General characteristics
- Class & type: Arabe-class destroyer
- Displacement: 685 t (674 long tons)
- Length: 82.26 m (269 ft 11 in) (o/a); 79.4 m (260 ft 6 in) (p/p);
- Beam: 7.33 m (24 ft 1 in)
- Draft: 2.39 m (7 ft 10 in)
- Installed power: 4 Kampon water-tube boilers; 10,000 PS (7,400 kW; 9,900 shp);
- Propulsion: 3 shafts; 3 triple-expansion steam engines
- Speed: 29 knots (54 km/h; 33 mph)
- Range: 2,000 nmi (3,700 km; 2,300 mi) at 12 knots (22 km/h; 14 mph)
- Complement: 109
- Armament: 1 × single 120 mm (4.7 in) gun; 4 × single 76 mm (3 in) guns; 2 × twin 450 mm (17.7 in) torpedo tubes;

= French destroyer Marocain =

Destroyer of the French Navy

The French destroyer Marocain was one of a dozen s built for the French Navy in Japan during the First World War.
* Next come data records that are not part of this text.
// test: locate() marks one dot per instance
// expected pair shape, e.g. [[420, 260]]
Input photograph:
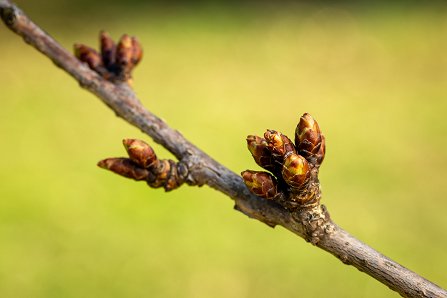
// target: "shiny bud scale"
[[258, 148], [279, 144], [124, 167], [308, 139], [262, 184], [116, 61], [89, 56], [108, 50], [140, 152], [295, 171]]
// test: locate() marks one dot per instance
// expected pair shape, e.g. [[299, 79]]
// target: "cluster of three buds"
[[116, 61], [292, 164]]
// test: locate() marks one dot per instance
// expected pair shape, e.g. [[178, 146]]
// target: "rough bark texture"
[[312, 223]]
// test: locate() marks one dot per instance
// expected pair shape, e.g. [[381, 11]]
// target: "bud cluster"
[[293, 181], [115, 61], [143, 165]]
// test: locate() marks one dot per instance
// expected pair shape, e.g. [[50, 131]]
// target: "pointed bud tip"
[[102, 164]]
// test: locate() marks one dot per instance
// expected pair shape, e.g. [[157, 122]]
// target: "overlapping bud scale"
[[143, 164], [294, 165], [262, 184], [116, 61], [309, 140]]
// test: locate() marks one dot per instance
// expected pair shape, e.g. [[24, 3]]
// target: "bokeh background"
[[373, 75]]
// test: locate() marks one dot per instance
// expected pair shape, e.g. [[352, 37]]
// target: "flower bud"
[[124, 167], [279, 145], [262, 184], [258, 148], [108, 50], [124, 53], [137, 51], [322, 152], [141, 153], [160, 175], [89, 56], [295, 171], [308, 138]]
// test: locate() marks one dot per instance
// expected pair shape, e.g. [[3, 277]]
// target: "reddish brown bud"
[[108, 50], [160, 175], [258, 148], [308, 138], [322, 152], [262, 184], [279, 145], [89, 56], [124, 53], [137, 51], [141, 153], [124, 167], [295, 170]]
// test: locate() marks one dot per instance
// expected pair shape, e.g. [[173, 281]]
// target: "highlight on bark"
[[144, 165], [115, 62], [293, 181]]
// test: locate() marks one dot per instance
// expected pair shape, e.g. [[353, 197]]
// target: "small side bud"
[[279, 144], [308, 138], [108, 50], [124, 53], [258, 148], [159, 176], [322, 152], [262, 184], [141, 153], [137, 51], [89, 56], [295, 171], [124, 167]]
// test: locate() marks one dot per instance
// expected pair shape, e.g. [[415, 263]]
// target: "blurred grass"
[[374, 78]]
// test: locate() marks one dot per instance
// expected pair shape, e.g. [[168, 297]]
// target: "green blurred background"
[[374, 76]]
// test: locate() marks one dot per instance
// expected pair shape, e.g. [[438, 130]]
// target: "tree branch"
[[312, 224]]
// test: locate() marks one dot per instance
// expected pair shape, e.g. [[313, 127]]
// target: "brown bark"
[[313, 224]]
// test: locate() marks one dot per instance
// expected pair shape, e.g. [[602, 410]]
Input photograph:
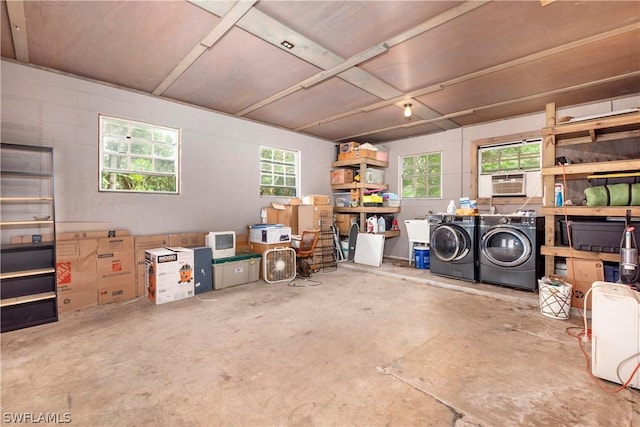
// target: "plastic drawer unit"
[[236, 270]]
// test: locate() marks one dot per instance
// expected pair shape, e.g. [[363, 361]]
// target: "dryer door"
[[505, 246], [449, 243]]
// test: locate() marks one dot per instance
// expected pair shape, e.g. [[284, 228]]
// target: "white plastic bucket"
[[555, 300]]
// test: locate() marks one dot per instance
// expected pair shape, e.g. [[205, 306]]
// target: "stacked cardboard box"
[[116, 269], [169, 274], [91, 262], [581, 273], [142, 243], [76, 273], [187, 240]]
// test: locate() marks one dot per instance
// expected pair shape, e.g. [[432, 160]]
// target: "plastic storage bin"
[[236, 270], [422, 257], [598, 236]]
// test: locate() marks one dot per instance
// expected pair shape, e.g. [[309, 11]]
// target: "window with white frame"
[[512, 157], [278, 172], [421, 176], [138, 157]]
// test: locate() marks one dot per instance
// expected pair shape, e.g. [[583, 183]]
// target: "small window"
[[138, 157], [512, 157], [422, 176], [278, 172]]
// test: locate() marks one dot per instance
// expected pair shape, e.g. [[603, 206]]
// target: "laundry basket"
[[555, 299]]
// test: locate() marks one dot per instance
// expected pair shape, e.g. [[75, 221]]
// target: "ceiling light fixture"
[[408, 112], [287, 44]]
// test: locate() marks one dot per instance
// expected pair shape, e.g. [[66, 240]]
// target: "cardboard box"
[[91, 234], [286, 215], [316, 199], [68, 301], [347, 147], [116, 269], [260, 248], [169, 274], [187, 240], [76, 273], [269, 234], [344, 221], [584, 272], [341, 176], [358, 154], [237, 270], [318, 215], [141, 244], [32, 238]]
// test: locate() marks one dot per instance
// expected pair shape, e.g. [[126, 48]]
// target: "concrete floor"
[[367, 346]]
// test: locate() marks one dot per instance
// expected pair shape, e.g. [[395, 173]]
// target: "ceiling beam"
[[220, 29], [439, 86], [496, 105], [274, 32], [18, 23], [317, 78]]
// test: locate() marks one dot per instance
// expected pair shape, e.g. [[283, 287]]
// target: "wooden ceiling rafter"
[[18, 23], [346, 69], [495, 105], [220, 29], [480, 73]]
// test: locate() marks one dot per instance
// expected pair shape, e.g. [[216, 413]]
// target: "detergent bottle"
[[451, 209], [372, 225]]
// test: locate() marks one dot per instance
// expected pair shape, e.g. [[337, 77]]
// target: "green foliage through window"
[[278, 172], [422, 176], [138, 157], [510, 157]]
==Design and description==
The Arabe-class ships had an overall length of 82.26 m, a length between perpendiculars of 79.4 m a beam of 7.33 m, and a draft of 2.39 m. The ships displaced 865 t at normal load. They were powered by three vertical triple-expansion steam engines, each driving one propeller shaft, using steam provided by four mixed-firing Kampon Yarrow-type boilers. The engines were designed to produce 10000 PS, which would propel the ships at 29 kn. During their sea trials, the Arabe class reached 29.16–30.44 kn. The ships carried enough coal and fuel oil which gave them a range of 2000 nmi at 12 kn. Their crew consisted of 5 officers and 104 crewmen.

The main armament of the Arabe-class ships was a single Type 41 12 cm gun, mounted before the bridge on the forecastle. Their secondary armament consisted of four Type 41 76 mm guns in single mounts; two of these were positioned abreast the middle funnel and the others were on the centerline further aft. One of these latter guns was on a high-angle mount and served as an anti-aircraft gun. The ships carried two above-water twin mounts for 450 mm torpedo tubes. In 1917–18, a rack for eight 75 kg depth charges was added.

==Construction and career==
Marocain was ordered from Maizuru Naval Arsenal and was launched on 1 June 1917 and was completed on 29 September. She was stricken on 27 August 1935 and subsequently broken up for scrap.